When Thomas Wolfe wrote You Can’t Go Home Again in the 1930s, he might well have been talking to generations of gay people who have been ostracized by their families. But this is 2012, and Vancouver playwright David Blue is out to prove that perhaps it is possible to go home again.
A departure from the usual comedy for Blue, who has written and produced works that include Memoirs of a Single Gay White Male and The Most Happy Fag in the World, his new play, Home Again, is not only more serious, it is also more personal.
Set in rural Saskatchewan, Home Again tells the story of Walt, who returns with his partner, Ray, to his small hometown after having been thrown out of the house for being gay many years ago. Reunited with siblings Claire and Toby for their father’s funeral, Walt seeks to reconcile with both his feelings and his mother after discovering a surprise in his father’s will.
Citing an always awkward relationship with his stepmother, whom Blue was shocked to discover had descended into chronic alcoholism when he returned home one year for a funeral, Blue found inspiration for the character of the family matriarch in Home Again.
“Some characters are based on other members of my family, as well, and some of them are combinations,” he says. “My older and younger brothers became a combination of Toby [the brother], my sister Jennifer and my best friend growing up became Claire [the sister], and my Aunt Ruth became Anna [the housekeeper].”
Despite the influence his family has had on his characters and the story, Blue is quick to point out that amongst the truth is also much fiction. “You have to make it interesting,” he laughs.

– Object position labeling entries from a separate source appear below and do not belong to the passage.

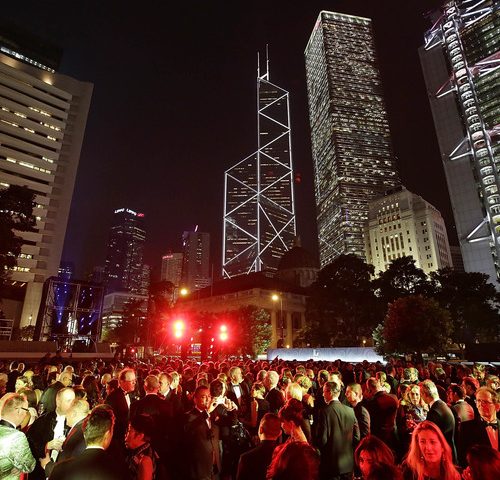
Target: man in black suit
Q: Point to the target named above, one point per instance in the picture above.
(254, 463)
(337, 434)
(201, 450)
(439, 413)
(382, 407)
(48, 400)
(274, 396)
(354, 395)
(74, 444)
(238, 391)
(49, 431)
(119, 401)
(484, 429)
(158, 408)
(95, 462)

After completing his run of Confessions of a Mad Drag Queen last summer, Blue began looking for his next project and came across an early draft of Home Again. More comfortable as a comedy writer, Blue recognized both the challenge he faced in writing this more serious piece and the catharsis he achieved in completing it.

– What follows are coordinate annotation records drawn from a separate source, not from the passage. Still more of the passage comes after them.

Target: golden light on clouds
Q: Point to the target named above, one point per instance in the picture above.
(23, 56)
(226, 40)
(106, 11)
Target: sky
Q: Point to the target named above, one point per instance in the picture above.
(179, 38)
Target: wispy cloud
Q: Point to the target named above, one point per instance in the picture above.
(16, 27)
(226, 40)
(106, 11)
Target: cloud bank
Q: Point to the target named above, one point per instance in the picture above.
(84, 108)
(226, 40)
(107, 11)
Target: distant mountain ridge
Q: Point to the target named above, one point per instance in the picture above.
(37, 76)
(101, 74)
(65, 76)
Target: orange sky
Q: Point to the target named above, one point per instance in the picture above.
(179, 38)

“For me comedy is a lot easier to write, but sometimes you have to challenge yourself,” he says. “I wanted to tell this story, and I kept coming back to it. I guess there was some psychological stuff that I needed to deal with.”
Part of dealing with the ghosts from his past included the inevitable rewrites that toned down some of the harsher scenes, including the end of the first act, where Walt confronts his mother. Besides, Blue says, the play is about family, not just about a relationship between mother and son.
“The bulk of the second act was just between Walt and his mother, and it was just so angst-filled, you just knew Tennessee Williams would be slashing his wrists,” Blue laughs. “Sure, it’s about a dysfunctional family, but it is still based in some reality.”
With family and home such an integral part of his story, Blue took time early in the rehearsal process with his cast and production team to explore what those terms mean to each of them. He was amazed by the drastically different answers he received.
“For a lot of gay men and women there are all kinds of negative feelings about their childhood homes, and it is sad,” Blue concludes. “Home and family is what you have chosen; it can be anything you want it to be, and, as the title suggests, there is a possibility that one really can go home again.”